A mesma foto com Alice, Aleksie e eu.
"Vou te perguntar pela última vez, Aliyana, que porra você está fazendo?"
"Almoçando com minha família."
"É para eu acreditar que você é amiga de um membro da Bratva? Você acha que eu sou burro? Aleksie não entende o conceito de família. Não existe absolutamente nenhum cenário em que a Alice, o Aleksie e você estejam sentados juntos pondo a conversa em dia sobre o drama familiar. Então, vou perguntar mais uma vez, que porra você está fazendo?" Seus olhos prendem os meus em uma prisão, esperando que eu lhe dê uma resposta que eu não estou pronta para dar.
"Quem te deu isso?"
"Esta é a minha cidade, e você faz parte do meu povo, Rainha ou não, como diabos você acha que isso fica, Aliyana?"
"Eu não sei, ok, o que você quer que eu diga?" Eu grito.
"A verdade, porra!"
Então, eu contei a ele. Tudo, mas nada ao mesmo tempo.
"Como você sabe sobre o Rosco?"
"Eu o vi na casa da Kylie há mais de um ano." Isso é verdade, mas meu primo que morreu há muito tempo e agora pertence a um clube de motoqueiros não é a razão pela qual estou conversando com os irmãos que eu mais odeio. Nem foi meu desejo repentino de conhecer Alice e Aleksie. Eles foram danos colaterais em um quadro muito maior, e esse quadro tinha um rosto com um nome, Lucca Sanati.
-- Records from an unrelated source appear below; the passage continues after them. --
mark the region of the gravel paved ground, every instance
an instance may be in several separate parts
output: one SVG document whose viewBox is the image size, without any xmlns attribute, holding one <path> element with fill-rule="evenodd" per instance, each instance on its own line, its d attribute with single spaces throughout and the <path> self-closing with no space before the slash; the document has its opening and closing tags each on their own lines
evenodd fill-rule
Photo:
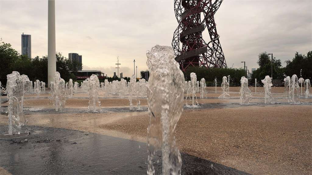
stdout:
<svg viewBox="0 0 312 175">
<path fill-rule="evenodd" d="M 185 111 L 176 130 L 188 154 L 255 174 L 310 174 L 311 106 Z M 100 125 L 146 136 L 147 115 Z"/>
</svg>

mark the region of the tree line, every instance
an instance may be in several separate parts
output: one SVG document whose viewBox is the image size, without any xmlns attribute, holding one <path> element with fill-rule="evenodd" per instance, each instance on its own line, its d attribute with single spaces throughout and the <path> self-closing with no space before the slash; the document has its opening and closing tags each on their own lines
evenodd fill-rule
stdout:
<svg viewBox="0 0 312 175">
<path fill-rule="evenodd" d="M 302 77 L 305 79 L 312 79 L 312 51 L 309 51 L 306 55 L 296 52 L 295 57 L 291 60 L 285 61 L 286 65 L 282 66 L 280 59 L 271 58 L 266 52 L 260 53 L 258 55 L 257 62 L 259 68 L 253 72 L 252 78 L 257 78 L 257 83 L 262 84 L 261 80 L 266 75 L 271 76 L 271 63 L 273 64 L 273 77 L 274 79 L 281 80 L 287 76 L 290 77 L 294 74 L 298 78 Z"/>
<path fill-rule="evenodd" d="M 56 71 L 60 73 L 61 77 L 66 81 L 70 78 L 75 80 L 75 74 L 78 71 L 79 64 L 76 61 L 71 61 L 60 52 L 57 53 L 56 56 Z M 12 48 L 10 44 L 1 41 L 0 43 L 0 80 L 2 84 L 6 84 L 7 75 L 11 73 L 13 71 L 17 71 L 21 75 L 27 75 L 33 82 L 38 79 L 47 83 L 48 57 L 45 56 L 40 58 L 37 56 L 33 58 L 29 58 L 27 55 L 18 53 Z"/>
</svg>

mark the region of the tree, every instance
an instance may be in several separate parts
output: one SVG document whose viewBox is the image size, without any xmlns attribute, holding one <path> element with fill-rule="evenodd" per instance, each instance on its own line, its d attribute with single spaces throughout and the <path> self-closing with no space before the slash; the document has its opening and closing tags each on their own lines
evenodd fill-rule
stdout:
<svg viewBox="0 0 312 175">
<path fill-rule="evenodd" d="M 12 48 L 9 43 L 5 43 L 0 39 L 0 79 L 2 84 L 6 83 L 7 75 L 12 73 L 13 63 L 18 59 L 20 55 L 17 51 Z"/>
<path fill-rule="evenodd" d="M 245 74 L 243 69 L 232 68 L 210 68 L 207 69 L 203 67 L 193 67 L 185 72 L 183 72 L 185 81 L 191 80 L 190 74 L 191 72 L 196 73 L 197 81 L 200 81 L 202 78 L 205 78 L 206 83 L 209 86 L 215 84 L 215 78 L 216 77 L 218 86 L 220 86 L 224 76 L 230 75 L 230 84 L 231 86 L 240 85 L 241 78 Z"/>
<path fill-rule="evenodd" d="M 307 53 L 307 55 L 296 52 L 292 60 L 285 62 L 286 66 L 285 69 L 286 75 L 291 77 L 297 75 L 298 78 L 301 76 L 305 79 L 312 79 L 312 51 Z"/>
<path fill-rule="evenodd" d="M 268 55 L 266 52 L 259 54 L 258 58 L 257 63 L 260 67 L 253 72 L 252 79 L 257 78 L 257 83 L 262 84 L 261 80 L 264 78 L 266 75 L 271 75 L 271 71 L 274 79 L 282 79 L 284 78 L 284 69 L 281 67 L 282 63 L 280 59 L 276 59 L 275 58 L 273 58 L 273 69 L 272 70 L 271 58 Z"/>
<path fill-rule="evenodd" d="M 146 79 L 146 78 L 145 77 L 145 73 L 147 72 L 148 73 L 148 77 L 149 77 L 149 71 L 147 70 L 142 70 L 140 73 L 141 74 L 141 77 L 142 78 L 144 78 L 145 80 Z"/>
</svg>

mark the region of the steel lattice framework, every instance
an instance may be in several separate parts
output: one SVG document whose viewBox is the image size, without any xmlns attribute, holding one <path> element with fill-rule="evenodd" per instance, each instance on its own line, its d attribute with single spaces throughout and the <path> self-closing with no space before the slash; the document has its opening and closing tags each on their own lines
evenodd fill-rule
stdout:
<svg viewBox="0 0 312 175">
<path fill-rule="evenodd" d="M 192 66 L 227 67 L 213 17 L 223 1 L 174 0 L 174 12 L 179 26 L 174 31 L 172 47 L 175 59 L 183 71 Z M 202 20 L 201 16 L 203 16 Z M 211 40 L 208 43 L 202 35 L 206 28 Z"/>
</svg>

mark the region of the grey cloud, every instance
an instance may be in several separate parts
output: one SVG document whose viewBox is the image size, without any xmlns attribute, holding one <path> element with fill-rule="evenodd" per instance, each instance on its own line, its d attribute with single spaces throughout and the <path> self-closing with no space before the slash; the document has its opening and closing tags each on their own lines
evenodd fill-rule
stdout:
<svg viewBox="0 0 312 175">
<path fill-rule="evenodd" d="M 20 51 L 20 34 L 25 32 L 32 35 L 32 55 L 47 54 L 46 1 L 0 3 L 3 41 Z M 116 70 L 117 55 L 124 75 L 133 73 L 134 59 L 140 70 L 146 70 L 147 50 L 156 44 L 171 45 L 178 25 L 173 4 L 172 0 L 56 1 L 56 50 L 65 55 L 79 53 L 84 69 L 97 68 L 109 76 Z M 228 66 L 241 67 L 240 62 L 246 61 L 248 67 L 257 67 L 262 51 L 273 53 L 283 62 L 296 51 L 312 49 L 311 6 L 311 1 L 223 1 L 215 17 Z M 203 36 L 208 42 L 207 31 Z"/>
</svg>

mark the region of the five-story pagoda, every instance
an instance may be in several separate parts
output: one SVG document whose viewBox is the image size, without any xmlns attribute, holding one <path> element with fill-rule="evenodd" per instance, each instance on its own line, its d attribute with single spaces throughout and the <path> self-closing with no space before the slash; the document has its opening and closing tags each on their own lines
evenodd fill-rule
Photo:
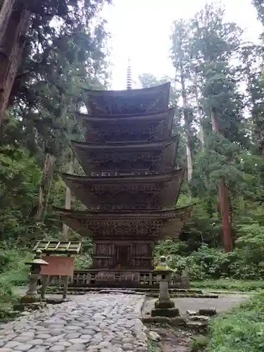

Assassino do Ren, a razão pela qual Mero não pôde voltar para casa e a razão pela qual Amariya DeMarco estava morando na rua, nunca tendo a chance de ver sua filha.
"Foda-se."
"Você queria se casar comigo por causa de um grupo de homens? Agora, um ano depois, você acha que pode simplesmente entrar aqui e me questionar?"
"Não, eu queria me casar com você porque toda manhã, quando eu acordava, era o seu nome que tocava meus lábios. Agora eu nem quero olhar para você. Tudo o que faz é me mostrar sua traição. Você abriga um assassino, fingindo ser melhor, mas você é pior do que todos nós, você é um traidor do seu próprio povo." Suas palavras me machucam, mas já estou acostumada. Este é Marco Catelli.
"Estou tentando proteger meu amigo; eu não saio por aí matando pessoas por causa de um vídeo estúpido que não prova nada além de um amor que deu errado. Lembra de alguma coisa?"
"Por que você quer me machucar? Por quê." Sua pergunta me pega de surpresa, e aqui, agora, encarando o homem que nunca deveria ter me beijado de volta naquele dia no telhado, eu sou apenas uma mulher, machucando o homem que me fez pertencer. E Marco Catelli é esse homem.
Eu aperto seu antebraço e choro quando meus joelhos ameaçam ceder. Eu coloco todo o meu peso em meus braços, sua força, a única coisa que me mantém em pé agora. Quão longe chegamos do homem que eu conheci, para isso agora? Um momento roubado influenciado por sua raiva por mim.
Seus dedos envolvem meu braço sob minha axila esquerda e ele me levanta. Sua mão esquerda em volta do meu quadril, puxando-me para perto do corpo dele. Minhas pernas instintivamente se enrolam em volta do seu tronco. Seus olhos me queimam viva enquanto sua mão direita desliza na fenda da minha bunda. E ele se move, olhos em mim, até que minhas costas batem no canto da porta.
Louco
Sua boca leva minha alma, me possui quando toca meus lábios de uma maneira que nunca foi uma contradição mais doce ao fogo do inferno queimando em seu olhar.
"Você, Mezzosangue, me aterroriza. Eu sou uma tempestade constante e você, Aliyana, é o olho da minha tempestade." Eu sugo sua expiração enquanto sua boca paira sobre a minha.
Nunca encontrei um homem como ele. Ele me despedaça ao mesmo tempo em que é minha maior dose de droga. Eu o odeio por isso.
Marco não me beijou e eu fiquei feliz em estar em seus braços mesmo enquanto eu o afastava e ia embora. Eu não voltei para a mesa onde Kylie e Deno estavam sentados, eu fui para casa e, graças a Deus, eu fui.